The goal of IFS is to help Self (You) lead. You are probably used to parts leading you. Maybe it’s your critic that currently leads you. It keeps you awake until two in the morning reminding you how horrible you are and why no one likes you. Or maybe it’s your people-pleasing part that feels constant anxiety about your relationships. The idea of parts leading us is called blending. Blending feels exactly how it sounds — a part is overwhelming You, it’s taking charge. In therapy, once we have befriended these Protectors, we can ask them to step back. Some have described it as Self feels buried under a pile of sand and each particle of sand is a Protector. This can make it sound like too much! But once one Protector experiences this, the others are lined up and eager to taste it too. Once Self is leading again, parts trust You and it will be those attributes that are truly You (calm, curious, compassion, clarity, courageous, confident, connection, and creativity) that will lead your life, decisions, relationships, and connection to your own body.

After reading all this, I feel guilty. Was I a bad mom?

One of the most rewarding things about working with caregivers is that they are so aware of other people. It is refreshing, safe, and invigorating. Sometimes, though, having the power to be aware of others is like a curse. Especially after you have worked so hard taking care of other people, the guilt can drown you. I want to reassure you that you are not the first caregiver that has turned red in the face, fidgeted with your purse, and admitted that you did things as a caregiver that maybe hurt your child’s parts. And you are not the first I have related to in that way. I also have done things as a parent that hurt my child. This is part of mammals. Otters discipline their babies too. Orangutans get so worn out they push their children away just to have two minutes alone too.
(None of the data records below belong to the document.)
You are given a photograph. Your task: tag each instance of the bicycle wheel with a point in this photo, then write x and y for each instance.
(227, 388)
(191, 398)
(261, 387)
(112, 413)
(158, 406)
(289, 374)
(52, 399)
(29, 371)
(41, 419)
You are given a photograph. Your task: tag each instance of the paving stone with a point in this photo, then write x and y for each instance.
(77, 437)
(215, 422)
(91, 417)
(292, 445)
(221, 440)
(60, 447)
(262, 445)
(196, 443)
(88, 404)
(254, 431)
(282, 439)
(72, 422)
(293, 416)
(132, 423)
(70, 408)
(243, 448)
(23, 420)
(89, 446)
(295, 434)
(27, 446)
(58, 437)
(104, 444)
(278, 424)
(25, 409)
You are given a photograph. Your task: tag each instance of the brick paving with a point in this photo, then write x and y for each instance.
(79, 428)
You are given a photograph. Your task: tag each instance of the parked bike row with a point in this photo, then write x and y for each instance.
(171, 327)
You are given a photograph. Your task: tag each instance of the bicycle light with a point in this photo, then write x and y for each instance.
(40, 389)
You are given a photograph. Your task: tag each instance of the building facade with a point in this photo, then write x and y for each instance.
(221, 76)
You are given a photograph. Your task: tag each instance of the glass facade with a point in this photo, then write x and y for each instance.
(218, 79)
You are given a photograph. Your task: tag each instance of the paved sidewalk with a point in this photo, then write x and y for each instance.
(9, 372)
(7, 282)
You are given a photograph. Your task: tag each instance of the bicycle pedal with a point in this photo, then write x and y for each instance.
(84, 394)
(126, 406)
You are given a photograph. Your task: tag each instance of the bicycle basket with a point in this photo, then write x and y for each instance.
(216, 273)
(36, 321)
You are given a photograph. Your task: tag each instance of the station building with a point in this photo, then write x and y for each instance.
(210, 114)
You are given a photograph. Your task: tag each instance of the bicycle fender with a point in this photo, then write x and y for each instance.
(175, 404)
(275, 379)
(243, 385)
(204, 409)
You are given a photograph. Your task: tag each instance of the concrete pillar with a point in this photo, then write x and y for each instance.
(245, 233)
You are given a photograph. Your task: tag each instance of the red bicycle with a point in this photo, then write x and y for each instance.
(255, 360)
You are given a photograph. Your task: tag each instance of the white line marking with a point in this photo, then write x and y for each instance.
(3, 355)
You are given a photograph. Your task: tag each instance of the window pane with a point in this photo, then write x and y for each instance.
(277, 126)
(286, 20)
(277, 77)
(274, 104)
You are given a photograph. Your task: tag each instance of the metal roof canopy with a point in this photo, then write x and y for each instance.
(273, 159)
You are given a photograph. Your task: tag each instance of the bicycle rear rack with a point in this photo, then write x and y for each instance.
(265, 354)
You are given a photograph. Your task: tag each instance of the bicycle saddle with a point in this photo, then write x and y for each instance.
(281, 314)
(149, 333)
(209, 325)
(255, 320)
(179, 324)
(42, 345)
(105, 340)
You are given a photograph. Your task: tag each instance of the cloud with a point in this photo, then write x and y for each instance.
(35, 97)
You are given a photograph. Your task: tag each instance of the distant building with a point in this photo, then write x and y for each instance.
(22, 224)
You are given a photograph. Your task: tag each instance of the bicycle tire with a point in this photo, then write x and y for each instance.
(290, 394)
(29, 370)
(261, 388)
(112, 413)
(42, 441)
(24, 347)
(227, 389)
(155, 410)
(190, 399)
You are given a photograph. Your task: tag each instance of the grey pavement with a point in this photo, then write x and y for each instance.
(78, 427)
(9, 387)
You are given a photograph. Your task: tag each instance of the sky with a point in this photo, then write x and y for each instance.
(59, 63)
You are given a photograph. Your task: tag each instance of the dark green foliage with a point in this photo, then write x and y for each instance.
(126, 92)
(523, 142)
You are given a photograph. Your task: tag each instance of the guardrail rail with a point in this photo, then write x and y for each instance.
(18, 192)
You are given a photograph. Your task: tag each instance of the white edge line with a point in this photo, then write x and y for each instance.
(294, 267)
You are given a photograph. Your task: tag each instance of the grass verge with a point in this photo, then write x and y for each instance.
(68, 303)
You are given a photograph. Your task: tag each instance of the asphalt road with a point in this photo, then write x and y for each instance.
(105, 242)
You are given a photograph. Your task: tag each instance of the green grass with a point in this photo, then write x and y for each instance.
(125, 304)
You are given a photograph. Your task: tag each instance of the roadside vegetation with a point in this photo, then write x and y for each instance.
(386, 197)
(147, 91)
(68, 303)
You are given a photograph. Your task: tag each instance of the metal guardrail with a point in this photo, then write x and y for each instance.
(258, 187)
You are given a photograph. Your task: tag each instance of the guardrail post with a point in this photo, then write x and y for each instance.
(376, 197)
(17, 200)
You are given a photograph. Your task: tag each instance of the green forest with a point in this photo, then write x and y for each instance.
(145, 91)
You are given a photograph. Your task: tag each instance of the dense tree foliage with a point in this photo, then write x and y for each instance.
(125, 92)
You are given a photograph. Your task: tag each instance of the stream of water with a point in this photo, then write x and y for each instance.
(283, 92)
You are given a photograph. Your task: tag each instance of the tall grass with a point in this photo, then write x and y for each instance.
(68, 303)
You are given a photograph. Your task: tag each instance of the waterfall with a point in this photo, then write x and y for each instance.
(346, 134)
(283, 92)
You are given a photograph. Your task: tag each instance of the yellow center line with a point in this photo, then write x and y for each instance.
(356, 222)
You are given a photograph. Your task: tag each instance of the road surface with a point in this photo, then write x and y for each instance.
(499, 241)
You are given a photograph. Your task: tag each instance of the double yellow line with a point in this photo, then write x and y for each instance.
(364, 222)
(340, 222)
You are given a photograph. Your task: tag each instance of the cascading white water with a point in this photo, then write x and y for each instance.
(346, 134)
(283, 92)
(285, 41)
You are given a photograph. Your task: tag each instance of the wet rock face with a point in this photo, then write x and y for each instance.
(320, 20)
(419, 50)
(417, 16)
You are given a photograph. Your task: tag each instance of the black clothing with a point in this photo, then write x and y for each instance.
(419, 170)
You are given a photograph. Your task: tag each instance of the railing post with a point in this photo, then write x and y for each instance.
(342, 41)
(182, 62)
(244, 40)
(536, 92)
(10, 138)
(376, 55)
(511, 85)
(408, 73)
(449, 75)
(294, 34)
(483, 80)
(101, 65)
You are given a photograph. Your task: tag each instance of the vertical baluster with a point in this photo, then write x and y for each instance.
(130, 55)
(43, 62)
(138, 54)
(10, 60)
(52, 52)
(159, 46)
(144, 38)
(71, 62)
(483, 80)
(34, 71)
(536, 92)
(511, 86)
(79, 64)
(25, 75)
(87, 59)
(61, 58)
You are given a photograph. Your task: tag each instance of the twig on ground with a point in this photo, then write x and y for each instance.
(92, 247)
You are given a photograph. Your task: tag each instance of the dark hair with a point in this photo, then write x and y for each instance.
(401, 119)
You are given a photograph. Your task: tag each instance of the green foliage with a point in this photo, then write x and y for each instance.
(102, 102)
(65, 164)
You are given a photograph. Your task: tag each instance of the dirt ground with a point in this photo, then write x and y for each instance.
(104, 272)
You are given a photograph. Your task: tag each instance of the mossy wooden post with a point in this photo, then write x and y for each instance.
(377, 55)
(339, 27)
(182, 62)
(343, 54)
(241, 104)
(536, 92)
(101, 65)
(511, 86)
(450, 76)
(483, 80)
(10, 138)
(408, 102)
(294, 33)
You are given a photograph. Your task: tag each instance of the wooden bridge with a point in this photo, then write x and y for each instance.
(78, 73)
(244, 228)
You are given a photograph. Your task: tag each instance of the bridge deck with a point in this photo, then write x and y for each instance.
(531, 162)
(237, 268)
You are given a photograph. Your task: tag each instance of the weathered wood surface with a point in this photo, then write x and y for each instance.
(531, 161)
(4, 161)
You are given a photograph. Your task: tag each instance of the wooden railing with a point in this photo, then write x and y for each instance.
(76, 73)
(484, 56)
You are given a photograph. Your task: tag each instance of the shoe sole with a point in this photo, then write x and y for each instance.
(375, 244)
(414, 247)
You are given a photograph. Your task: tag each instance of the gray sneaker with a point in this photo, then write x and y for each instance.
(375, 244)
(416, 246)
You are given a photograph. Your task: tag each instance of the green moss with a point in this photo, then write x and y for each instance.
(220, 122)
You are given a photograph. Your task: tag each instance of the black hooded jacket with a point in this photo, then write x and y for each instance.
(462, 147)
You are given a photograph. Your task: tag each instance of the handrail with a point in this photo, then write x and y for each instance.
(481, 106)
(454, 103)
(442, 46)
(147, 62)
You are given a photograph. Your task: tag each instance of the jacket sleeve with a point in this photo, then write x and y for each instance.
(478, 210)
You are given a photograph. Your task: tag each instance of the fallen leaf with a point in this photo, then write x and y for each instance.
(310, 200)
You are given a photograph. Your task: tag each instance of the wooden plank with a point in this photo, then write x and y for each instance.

Whales get annoyed with their babies too. It would be easier to be a shark or a crocodile caregiver — 1) because they don’t know what guilt is even when they leave their babies immediately after birth and 2) they don’t have to hear later on how their parenting choices affected their babies.

You did the best you could with what you had in the moment. We won’t be able to change your partner or your children. We won’t even be able to change their point of view. But we can make all the difference for you. In therapy, we’ll take time to go to the parts of you frozen in caregiving. We’ll free her and take her to Hawaii. We’ll reassure her she did her best. And, maybe most importantly, we’ll update her that the human brain is plastic. Even if it was hurt before, it can be healed and function. Her children are going to be just fine.